Check if $ x-1 $ is a factor of $ 4x^{4}-x^{3}+5x^{2}-2x-6 $.
Answer
The synthetic division table is:
$$ \begin{array}{c|rrrrr}1&4&-1&5&-2&-6\\& & 4& 3& 8& \color{black}{6} \\ \hline &\color{blue}{4}&\color{blue}{3}&\color{blue}{8}&\color{blue}{6}&\color{orangered}{0} \end{array} $$Because the remainder equals zero, we conclude that the $ x-1 $ is a factor of the $ 4x^{4}-x^{3}+5x^{2}-2x-6 $.
Explanation
First we need to create a synthetic division table.
Step 1 : Write down the coefficients of the dividend into division table. Put the zero from $ x -1 = 0 $ ( $ x = \color{blue}{ 1 } $ ) at the left.
$$ \begin{array}{c|rrrrr}\color{blue}{1}&4&-1&5&-2&-6\\& & & & & \\ \hline &&&&& \end{array} $$Step 1 : Bring down the leading coefficient to the bottom row.
$$ \begin{array}{c|rrrrr}1&\color{orangered}{ 4 }&-1&5&-2&-6\\& & & & & \\ \hline &\color{orangered}{4}&&&& \end{array} $$Step 2 : Multiply by the number on the left, and carry the result into the next column: $ \color{blue}{ 1 } \cdot \color{blue}{ 4 } = \color{blue}{ 4 } $.
$$ \begin{array}{c|rrrrr}\color{blue}{1}&4&-1&5&-2&-6\\& & \color{blue}{4} & & & \\ \hline &\color{blue}{4}&&&& \end{array} $$Step 3 : Add down last column: $ \color{orangered}{ -1 } + \color{orangered}{ 4 } = \color{orangered}{ 3 } $
$$ \begin{array}{c|rrrrr}1&4&\color{orangered}{ -1 }&5&-2&-6\\& & \color{orangered}{4} & & & \\ \hline &4&\color{orangered}{3}&&& \end{array} $$Step 4 : Multiply by the number on the left, and carry the result into the next column: $ \color{blue}{ 1 } \cdot \color{blue}{ 3 } = \color{blue}{ 3 } $.
$$ \begin{array}{c|rrrrr}\color{blue}{1}&4&-1&5&-2&-6\\& & 4& \color{blue}{3} & & \\ \hline &4&\color{blue}{3}&&& \end{array} $$Step 5 : Add down last column: $ \color{orangered}{ 5 } + \color{orangered}{ 3 } = \color{orangered}{ 8 } $
$$ \begin{array}{c|rrrrr}1&4&-1&\color{orangered}{ 5 }&-2&-6\\& & 4& \color{orangered}{3} & & \\ \hline &4&3&\color{orangered}{8}&& \end{array} $$Step 6 : Multiply by the number on the left, and carry the result into the next column: $ \color{blue}{ 1 } \cdot \color{blue}{ 8 } = \color{blue}{ 8 } $.

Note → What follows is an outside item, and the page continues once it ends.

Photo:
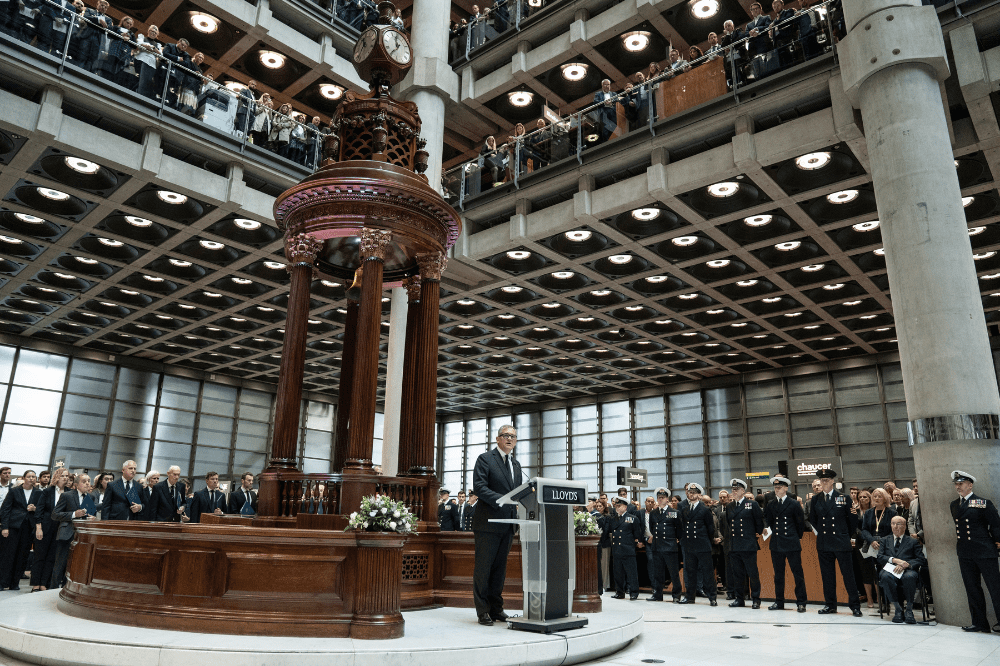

$$ \begin{array}{c|rrrrr}\color{blue}{1}&4&-1&5&-2&-6\\& & 4& 3& \color{blue}{8} & \\ \hline &4&3&\color{blue}{8}&& \end{array} $$Step 7 : Add down last column: $ \color{orangered}{ -2 } + \color{orangered}{ 8 } = \color{orangered}{ 6 } $
$$ \begin{array}{c|rrrrr}1&4&-1&5&\color{orangered}{ -2 }&-6\\& & 4& 3& \color{orangered}{8} & \\ \hline &4&3&8&\color{orangered}{6}& \end{array} $$Step 8 : Multiply by the number on the left, and carry the result into the next column: $ \color{blue}{ 1 } \cdot \color{blue}{ 6 } = \color{blue}{ 6 } $.
$$ \begin{array}{c|rrrrr}\color{blue}{1}&4&-1&5&-2&-6\\& & 4& 3& 8& \color{blue}{6} \\ \hline &4&3&8&\color{blue}{6}& \end{array} $$Step 9 : Add down last column: $ \color{orangered}{ -6 } + \color{orangered}{ 6 } = \color{orangered}{ 0 } $
$$ \begin{array}{c|rrrrr}1&4&-1&5&-2&\color{orangered}{ -6 }\\& & 4& 3& 8& \color{orangered}{6} \\ \hline &\color{blue}{4}&\color{blue}{3}&\color{blue}{8}&\color{blue}{6}&\color{orangered}{0} \end{array} $$Remainder is the last entry in the bottom row $ \left(\color{red}{ 0 }\right)$.